海外販路開拓におけるグローバル人材育成とは

海外展開するにあたってよく耳にする「グローバル人材の育成」というフレーズ。実際にグローバルな人材とは一体何を指すのか、なぜグローバル人材の育成が必要なのか、について見ていきます。

グローバル人材=語学のできる人?

グローバル人材とは何か、始めに思い浮かぶのは「語学力」でしょう。では語学力があればグローバル人材なのでしょうか?決してそうではありません。RUSSELL ERYNOLDS ASSOCIATESによるとグローバル人材とは「異文化を理解する能力」と「異文化とコミュニケーションし影響力を及ぼす能力」を有する人材を指します。

グローバル人材に必要な6つの要素

では具体的にそれらの能力について見ていきたいと思います。同サイトによると、「異文化を理解する能力」は「グローバル英語力」、自分から課題を見つけ目標に向けて取り組んでいく「セルフスターター」、型にはまらない思考と行動の「柔軟性」。

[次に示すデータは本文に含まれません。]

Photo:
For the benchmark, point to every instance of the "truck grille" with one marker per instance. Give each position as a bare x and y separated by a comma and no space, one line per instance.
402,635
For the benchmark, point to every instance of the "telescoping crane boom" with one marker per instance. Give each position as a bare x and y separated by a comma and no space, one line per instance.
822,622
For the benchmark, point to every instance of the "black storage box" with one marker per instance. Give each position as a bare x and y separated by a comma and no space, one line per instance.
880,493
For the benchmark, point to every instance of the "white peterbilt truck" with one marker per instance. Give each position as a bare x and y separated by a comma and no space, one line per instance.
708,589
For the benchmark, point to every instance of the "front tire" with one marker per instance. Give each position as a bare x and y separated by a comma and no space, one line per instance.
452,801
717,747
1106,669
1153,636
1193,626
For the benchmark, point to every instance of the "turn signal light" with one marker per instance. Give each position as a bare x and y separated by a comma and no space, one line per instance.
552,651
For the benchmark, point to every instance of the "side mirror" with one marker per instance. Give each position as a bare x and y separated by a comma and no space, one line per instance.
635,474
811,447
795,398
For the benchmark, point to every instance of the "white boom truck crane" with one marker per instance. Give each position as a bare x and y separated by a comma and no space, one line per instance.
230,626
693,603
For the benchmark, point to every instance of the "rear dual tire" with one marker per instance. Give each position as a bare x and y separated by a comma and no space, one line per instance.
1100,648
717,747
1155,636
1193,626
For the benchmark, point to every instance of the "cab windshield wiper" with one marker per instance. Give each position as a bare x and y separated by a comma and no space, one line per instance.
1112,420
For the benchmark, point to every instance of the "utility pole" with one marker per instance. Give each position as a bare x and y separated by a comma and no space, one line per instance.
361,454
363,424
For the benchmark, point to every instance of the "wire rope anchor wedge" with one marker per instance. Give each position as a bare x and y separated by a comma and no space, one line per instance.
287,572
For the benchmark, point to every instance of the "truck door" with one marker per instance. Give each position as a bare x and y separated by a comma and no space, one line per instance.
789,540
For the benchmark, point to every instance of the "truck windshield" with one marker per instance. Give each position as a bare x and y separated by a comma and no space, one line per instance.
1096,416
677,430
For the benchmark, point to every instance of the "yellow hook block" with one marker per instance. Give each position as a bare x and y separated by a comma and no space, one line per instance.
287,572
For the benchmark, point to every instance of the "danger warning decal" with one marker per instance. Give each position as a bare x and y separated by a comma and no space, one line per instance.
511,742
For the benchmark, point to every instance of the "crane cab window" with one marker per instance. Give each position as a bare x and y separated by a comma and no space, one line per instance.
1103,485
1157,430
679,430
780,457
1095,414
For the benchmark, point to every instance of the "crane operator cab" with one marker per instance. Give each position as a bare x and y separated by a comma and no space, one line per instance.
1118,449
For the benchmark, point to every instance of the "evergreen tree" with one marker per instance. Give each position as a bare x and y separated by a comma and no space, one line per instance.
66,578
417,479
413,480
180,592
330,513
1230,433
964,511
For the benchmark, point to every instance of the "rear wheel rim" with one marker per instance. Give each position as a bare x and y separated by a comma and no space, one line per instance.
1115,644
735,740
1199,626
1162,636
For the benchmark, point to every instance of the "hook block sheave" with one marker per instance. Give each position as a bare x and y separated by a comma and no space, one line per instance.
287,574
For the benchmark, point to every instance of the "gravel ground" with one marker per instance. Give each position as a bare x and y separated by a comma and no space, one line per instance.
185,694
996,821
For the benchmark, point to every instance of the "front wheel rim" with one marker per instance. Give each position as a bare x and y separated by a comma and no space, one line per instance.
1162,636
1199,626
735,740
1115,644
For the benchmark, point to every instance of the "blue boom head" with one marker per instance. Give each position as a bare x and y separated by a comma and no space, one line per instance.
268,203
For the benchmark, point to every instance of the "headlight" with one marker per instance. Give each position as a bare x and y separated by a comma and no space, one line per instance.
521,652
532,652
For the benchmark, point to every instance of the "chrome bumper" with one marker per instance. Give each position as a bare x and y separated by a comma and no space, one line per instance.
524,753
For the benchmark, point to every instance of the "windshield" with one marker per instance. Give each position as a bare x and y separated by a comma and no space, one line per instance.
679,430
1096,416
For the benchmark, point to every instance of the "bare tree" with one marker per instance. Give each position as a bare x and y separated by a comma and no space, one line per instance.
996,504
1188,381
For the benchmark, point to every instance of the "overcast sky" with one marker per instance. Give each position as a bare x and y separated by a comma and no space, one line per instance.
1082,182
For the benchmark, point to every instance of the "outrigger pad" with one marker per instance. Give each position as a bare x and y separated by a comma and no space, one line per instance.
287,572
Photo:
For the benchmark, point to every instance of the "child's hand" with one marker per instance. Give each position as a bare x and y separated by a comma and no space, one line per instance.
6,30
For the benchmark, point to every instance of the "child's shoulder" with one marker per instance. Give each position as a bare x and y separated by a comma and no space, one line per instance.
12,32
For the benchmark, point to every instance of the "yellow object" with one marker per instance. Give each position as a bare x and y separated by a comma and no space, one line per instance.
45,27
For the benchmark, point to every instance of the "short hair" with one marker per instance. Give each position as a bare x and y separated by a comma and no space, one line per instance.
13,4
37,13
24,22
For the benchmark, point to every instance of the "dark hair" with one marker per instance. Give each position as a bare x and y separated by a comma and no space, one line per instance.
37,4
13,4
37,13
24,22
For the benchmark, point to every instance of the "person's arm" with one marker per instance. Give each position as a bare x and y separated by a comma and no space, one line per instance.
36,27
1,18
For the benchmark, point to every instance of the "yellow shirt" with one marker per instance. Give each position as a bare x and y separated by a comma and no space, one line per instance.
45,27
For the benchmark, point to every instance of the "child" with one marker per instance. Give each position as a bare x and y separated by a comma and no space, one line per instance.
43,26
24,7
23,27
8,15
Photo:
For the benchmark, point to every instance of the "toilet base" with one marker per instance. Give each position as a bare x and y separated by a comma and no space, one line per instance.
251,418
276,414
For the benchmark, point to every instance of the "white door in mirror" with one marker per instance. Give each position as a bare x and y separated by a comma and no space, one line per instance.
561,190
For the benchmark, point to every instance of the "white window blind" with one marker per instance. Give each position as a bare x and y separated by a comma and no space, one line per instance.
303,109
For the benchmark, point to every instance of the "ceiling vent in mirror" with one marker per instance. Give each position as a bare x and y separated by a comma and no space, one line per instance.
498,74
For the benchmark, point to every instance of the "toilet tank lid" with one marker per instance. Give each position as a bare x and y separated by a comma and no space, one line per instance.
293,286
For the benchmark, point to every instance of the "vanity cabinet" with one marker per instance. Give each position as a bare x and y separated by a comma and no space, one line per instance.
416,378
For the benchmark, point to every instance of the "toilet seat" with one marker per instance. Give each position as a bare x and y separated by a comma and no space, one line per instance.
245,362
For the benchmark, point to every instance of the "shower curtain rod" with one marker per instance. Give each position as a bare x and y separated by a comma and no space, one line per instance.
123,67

「異文化とコミュニケーションし影響を及ぼす能力」はロジカルに思考プロセスを組み立てる事ができる「コミュニケーション能力」、これだけは誰にも負けないと胸を張って言える得意分野を持つ「スペシャリスト」、個人の経験とスキルを会社の収益と成長に結びつける事のできる「事業構想力」。これら6つのキーワードから成り立っています。

グローバル人材の必要性

次に、なぜ日本にグローバル人材が必要なのか、育成の必要性について見ていきます。経済産業省の「グローバル人材育成委員会 議事概要」によると、日本経済は日本の縮小した市場に代わり、海外の高成長が期待されるグローバルマーケットに出ていく必要があります。世界に進出するためには海外とのやり取りが不可欠となります、そしてそれを担っていく人材が「グローバル人材」です。ここで勘違いしてはならないのは、英語を話す事が出来るから「グローバル人材」なのではなく、英語という「ツール」を利用して他の事を考え、他人に伝える能力が必要となります。個々人の取り柄を活かしたグローバル人材育成が今後の海外販路開拓の要となります。

グローバル人材に必要な3つの能力とは

海外展開時に大きな課題となるのが、「人材」についてです。実際にJETRO等の調査でも多くの企業様が海外人材の不足が課題と回答されています。しかし、海外人材、グローバル人材に必要なスキルはいったいなんでしょうか。海外業務を主とする自社に置き換えてこんな人材が欲しいという事を3つに絞って考えてみようと思います。

コミュニケーション能力

先ず必須になるのコミュニケーション能力です。あえて、語学力と言わず、コミュニケーション能力という言葉を使いたいと思います。自社の場合、メールや電話も海外から直接英語でかかってくる事が多々あります。もちろんそうで無ければ事業が成り立ちませんので。。さてその際を考えてみると語学力は必須です。海外からのお客様の対応に際しいちいち通訳や翻訳会社を挟むことは考えられません。ただし、語学力とは最低限の力で有り、お客様の要望や交渉時の駆け引きは語学力だけでは勿論戦えません。商習慣、文化、言語の違う者同士が以下に共通理解を得るか。その事に注力し、会話の中で解を導き出せるようなコミュニケーション能力が重要だと思います。その点で、先ず必須なのがコミュニケーション能力です。

推進力

次に、推進力という能力を挙げたいと思います。海外ビジネスを行う上で、日本国内のやり方、考え方をそのまま踏襲して案件を進めていけることはほとんどありません。これは国内ビジネスでも同じ事かも知れませんが、やはりそれぞれに違いが産まれ、その違いを乗り越えて案件を進めて行くことになります。海外の場合スピード感や、そもそもの商談プロセス、例えば日本で言う稟議などがなかったりします。要は違いが大きい場合が多いのです。この違いを全て受け入れる、と言うわけでは無く、こちらの言い分もキッチリと伝えた上で折り合いを付けながら前へ前へと案件を進められるような推進力が必要かと思います

タフネス

最後はなんと言ってもタフネス。こちらは肉体的なタフさとメンタル的なタフさの両方を指しています。海外出張などで長期移動をするとそれだけで体力は奪われますし、時差、気候、食事など違う地で過ごし、商談やミーティングをこなす必要があります。これは体力的なタフネスが必要です。体を慣らすために1日、2日と休みが取れる状況なら良いですが、そうで無い状況の方が多いのが事実です。また、海外出張に2人、3人と人を送ることは費用的にも様みますので、出来るだけ1人で行かせるようにします。違いの多い国でも自分のメンタルをしっかりと保ちすべきことが出来るメンタルタフネスも必要な能力です。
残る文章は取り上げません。